Kann mir jemand helfen?


----------



## Dodi (4. März 2008)

*AW: 1 1/2 Zoll Spiralschlauch wie mit Eingang DN 110 verbinden?*

Hallo Rüdiger!

Wie wäre es wenn Du in den Schlauch eine Schlauchtülle steckst? Dann hast Du ein festes Verbindungsteil, welches Du mit der Reduzierung verbinden kannst.

Schau doch mal hier unter Rohr/Fitting/Armaturen, dann Schlauchtüllen, da wirst Du bestimmt fündig in der gewünschten Größe.


----------



## bussi67 (4. März 2008)

*AW: 1 1/2 Zoll Spiralschlauch wie mit Eingang DN 110 verbinden?*

Hallo Rüdiger   




			
				A6er schrieb:
			
		

> Wie kann ich denn den von meiner Pumpe kommenden 1 1/2 Zoll Schlauch am besten mit dem Eingang meines Filters (DN 110) verbinden???
> 
> 
> 
> Kann mir jemand helfen?




Nimm das Red.
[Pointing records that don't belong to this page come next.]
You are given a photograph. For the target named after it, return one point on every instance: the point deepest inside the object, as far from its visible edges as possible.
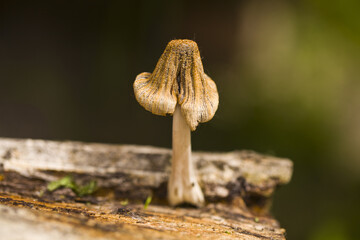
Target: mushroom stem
(183, 186)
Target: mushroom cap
(178, 78)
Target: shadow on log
(237, 185)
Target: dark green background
(287, 74)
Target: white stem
(183, 186)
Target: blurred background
(287, 74)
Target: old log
(237, 185)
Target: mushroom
(178, 86)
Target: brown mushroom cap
(178, 78)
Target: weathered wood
(125, 167)
(235, 184)
(24, 218)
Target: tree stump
(237, 185)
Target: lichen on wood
(234, 184)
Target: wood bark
(237, 186)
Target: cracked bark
(237, 186)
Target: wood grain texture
(234, 184)
(222, 176)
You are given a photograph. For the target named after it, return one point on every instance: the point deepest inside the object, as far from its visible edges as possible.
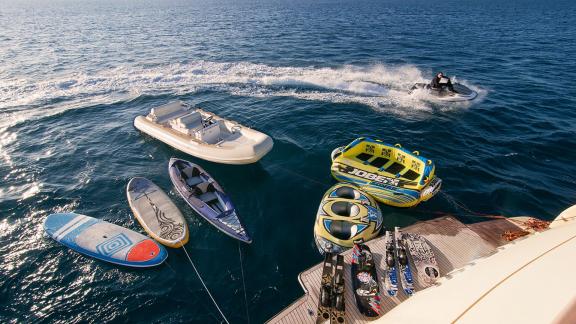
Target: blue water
(313, 75)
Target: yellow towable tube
(390, 173)
(346, 216)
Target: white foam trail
(378, 86)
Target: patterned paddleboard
(104, 241)
(157, 214)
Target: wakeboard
(391, 282)
(423, 257)
(325, 300)
(338, 313)
(365, 281)
(406, 278)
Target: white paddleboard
(104, 241)
(156, 212)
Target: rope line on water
(278, 165)
(204, 284)
(244, 283)
(203, 304)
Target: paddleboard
(156, 212)
(104, 241)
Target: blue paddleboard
(104, 241)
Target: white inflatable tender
(204, 135)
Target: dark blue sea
(313, 75)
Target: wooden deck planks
(454, 244)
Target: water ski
(460, 93)
(365, 281)
(423, 257)
(403, 266)
(391, 282)
(325, 300)
(338, 305)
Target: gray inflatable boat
(206, 197)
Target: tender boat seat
(187, 124)
(210, 134)
(166, 112)
(208, 197)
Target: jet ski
(460, 93)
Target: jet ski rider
(440, 82)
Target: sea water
(313, 75)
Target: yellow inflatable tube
(390, 173)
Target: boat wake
(378, 86)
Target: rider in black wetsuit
(440, 81)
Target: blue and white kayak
(206, 197)
(104, 241)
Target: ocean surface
(314, 75)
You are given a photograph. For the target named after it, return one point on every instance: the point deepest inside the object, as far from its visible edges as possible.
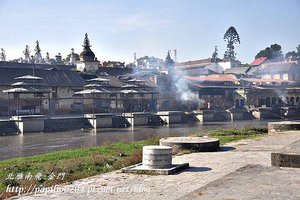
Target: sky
(118, 28)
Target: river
(36, 143)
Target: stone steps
(64, 124)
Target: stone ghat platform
(252, 182)
(289, 156)
(277, 127)
(196, 144)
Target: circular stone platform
(275, 127)
(196, 144)
(157, 157)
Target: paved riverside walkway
(213, 175)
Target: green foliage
(76, 163)
(273, 52)
(231, 37)
(293, 54)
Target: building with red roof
(259, 61)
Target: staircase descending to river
(8, 128)
(66, 124)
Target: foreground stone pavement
(212, 175)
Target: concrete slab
(289, 156)
(140, 169)
(277, 127)
(196, 144)
(252, 182)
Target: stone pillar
(157, 157)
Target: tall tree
(293, 54)
(231, 37)
(273, 52)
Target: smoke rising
(183, 89)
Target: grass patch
(74, 164)
(231, 135)
(85, 162)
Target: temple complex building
(88, 62)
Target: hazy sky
(118, 28)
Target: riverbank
(228, 168)
(69, 165)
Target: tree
(293, 54)
(231, 37)
(273, 52)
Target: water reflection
(36, 143)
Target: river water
(36, 143)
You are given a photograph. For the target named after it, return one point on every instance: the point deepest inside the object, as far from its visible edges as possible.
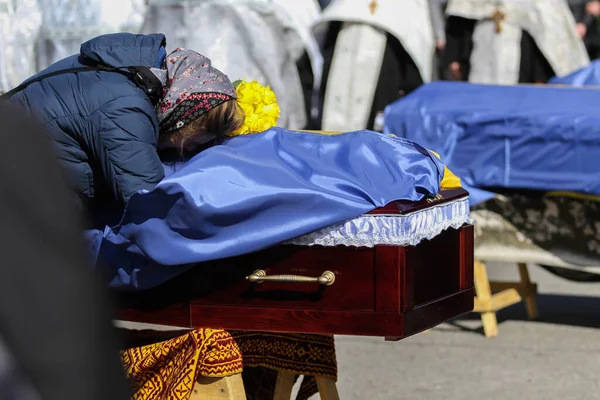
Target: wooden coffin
(388, 291)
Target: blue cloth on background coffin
(586, 76)
(533, 137)
(256, 191)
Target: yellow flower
(260, 107)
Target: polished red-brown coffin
(386, 291)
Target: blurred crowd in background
(323, 58)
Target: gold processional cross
(373, 6)
(498, 17)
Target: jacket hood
(126, 49)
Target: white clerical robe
(246, 39)
(496, 56)
(69, 23)
(359, 51)
(20, 23)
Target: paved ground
(557, 357)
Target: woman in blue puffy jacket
(109, 133)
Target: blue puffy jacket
(105, 128)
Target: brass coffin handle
(260, 276)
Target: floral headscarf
(191, 88)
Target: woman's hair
(219, 122)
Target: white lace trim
(398, 230)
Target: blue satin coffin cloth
(519, 137)
(256, 191)
(586, 76)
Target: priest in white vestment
(512, 41)
(69, 23)
(374, 52)
(264, 40)
(20, 23)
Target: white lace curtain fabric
(20, 23)
(246, 39)
(68, 23)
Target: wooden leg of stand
(327, 388)
(284, 386)
(530, 296)
(227, 388)
(484, 300)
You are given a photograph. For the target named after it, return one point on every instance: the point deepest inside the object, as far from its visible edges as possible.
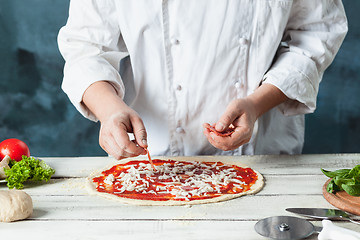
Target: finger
(231, 113)
(139, 131)
(228, 143)
(111, 147)
(124, 144)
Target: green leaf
(339, 181)
(352, 189)
(28, 168)
(355, 172)
(332, 174)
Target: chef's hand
(114, 139)
(242, 114)
(117, 120)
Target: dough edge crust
(255, 188)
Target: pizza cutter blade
(284, 227)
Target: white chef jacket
(179, 63)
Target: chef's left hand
(241, 113)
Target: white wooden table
(64, 210)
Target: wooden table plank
(174, 230)
(91, 207)
(274, 185)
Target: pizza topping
(174, 180)
(148, 153)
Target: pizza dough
(14, 205)
(4, 165)
(254, 188)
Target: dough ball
(14, 205)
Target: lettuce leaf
(28, 168)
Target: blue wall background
(34, 108)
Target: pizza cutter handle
(333, 232)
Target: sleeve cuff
(297, 77)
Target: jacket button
(179, 130)
(178, 87)
(243, 41)
(174, 41)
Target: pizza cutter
(286, 227)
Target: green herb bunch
(347, 180)
(28, 168)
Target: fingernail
(219, 127)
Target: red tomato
(14, 148)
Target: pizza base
(91, 186)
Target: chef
(161, 69)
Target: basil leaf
(332, 174)
(352, 189)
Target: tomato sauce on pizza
(225, 133)
(174, 180)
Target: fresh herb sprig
(347, 180)
(28, 168)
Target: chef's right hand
(117, 120)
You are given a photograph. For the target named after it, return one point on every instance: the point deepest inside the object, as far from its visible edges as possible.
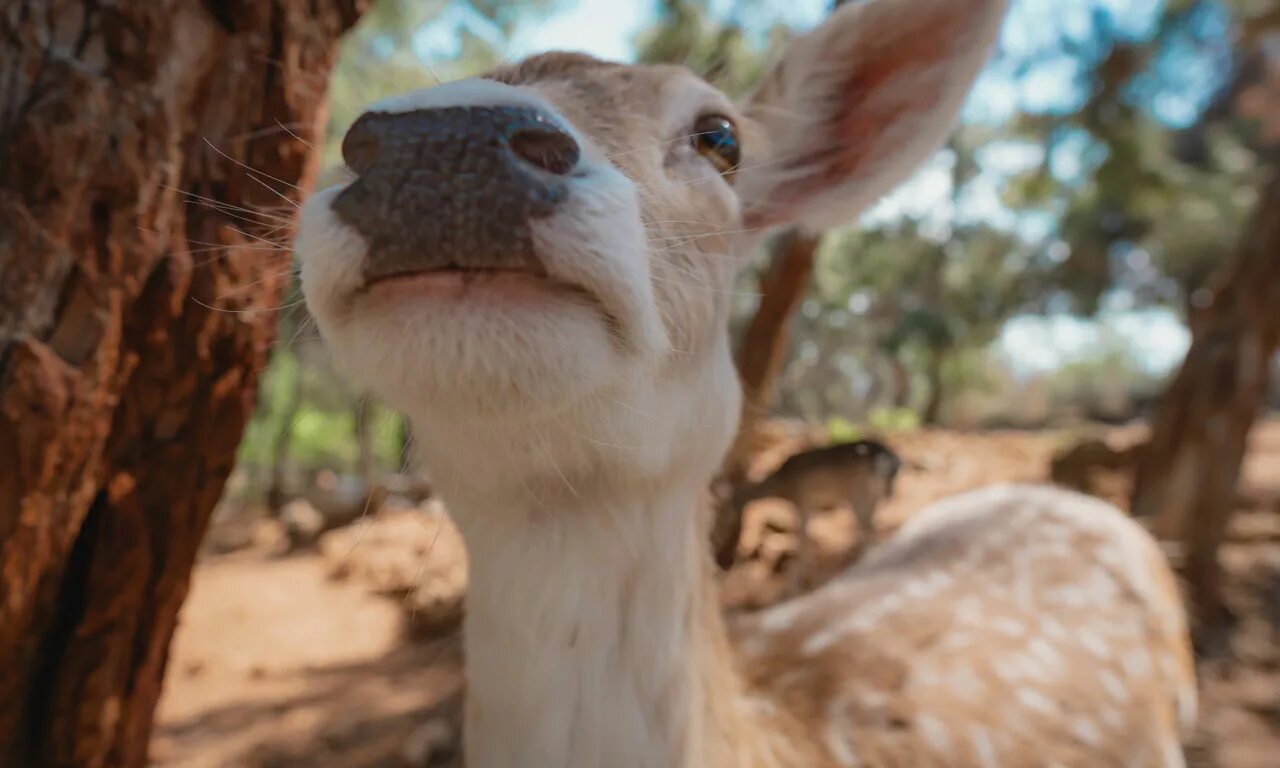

Stück von DN 110 auf DN 50 und besorge Dir ein Anschlußstück für eine Pumpe , UVC , etc. mit 1 1/4 " Gewindeanschluß.

Dieses passt ziemlich schließend in das DN 50 Rohr .
Zusätzlich etwas Innontec , und fertig ist der Anschluß !!

     




Gruß  Dirk


----------



## A6er (4. März 2008)

*AW: 1 1/2 Zoll Spiralschlauch wie mit Eingang DN 110 verbinden?*

Danke Dodi!

Das wäre dann also wohl dieses Teil: Stufen - Schlauchtülle 50-40-38-32 mm.
Nur:
Wie bekomme ich dann das andere Ende fest in die Reduktion am Filtereingang (110/50 oder 50/40)? 
Nur reinstecken?
Das hält doch nicht, oder?


----------



## A6er (4. März 2008)

*AW: 1 1/2 Zoll Spiralschlauch wie mit Eingang DN 110 verbinden?*



			
				bussi67 schrieb:
			
		

> Hallo Rüdiger
> 
> 
> 
> ...



Danke Dirk!!!!!
Woher bekommt man so einen 1 1/4 " Gewindeanschluss?
Habe ich im Baumarkt gerade nicht gesehen


----------



## bussi67 (4. März 2008)

*AW: 1 1/2 Zoll Spiralschlauch wie mit Eingang DN 110 verbinden?*

Hi Rüdiger 




			
				A6er schrieb:
			
		

> Woher bekommt man so einen 1 1/4 " Gewindeanschluss?
> Habe ich im Baumarkt gerade nicht gesehen




Keine Ahnung   

Bei mir ist mal ein Anschluß von einer Pumpe übrig geblieben , wahren versch.  größen dabei .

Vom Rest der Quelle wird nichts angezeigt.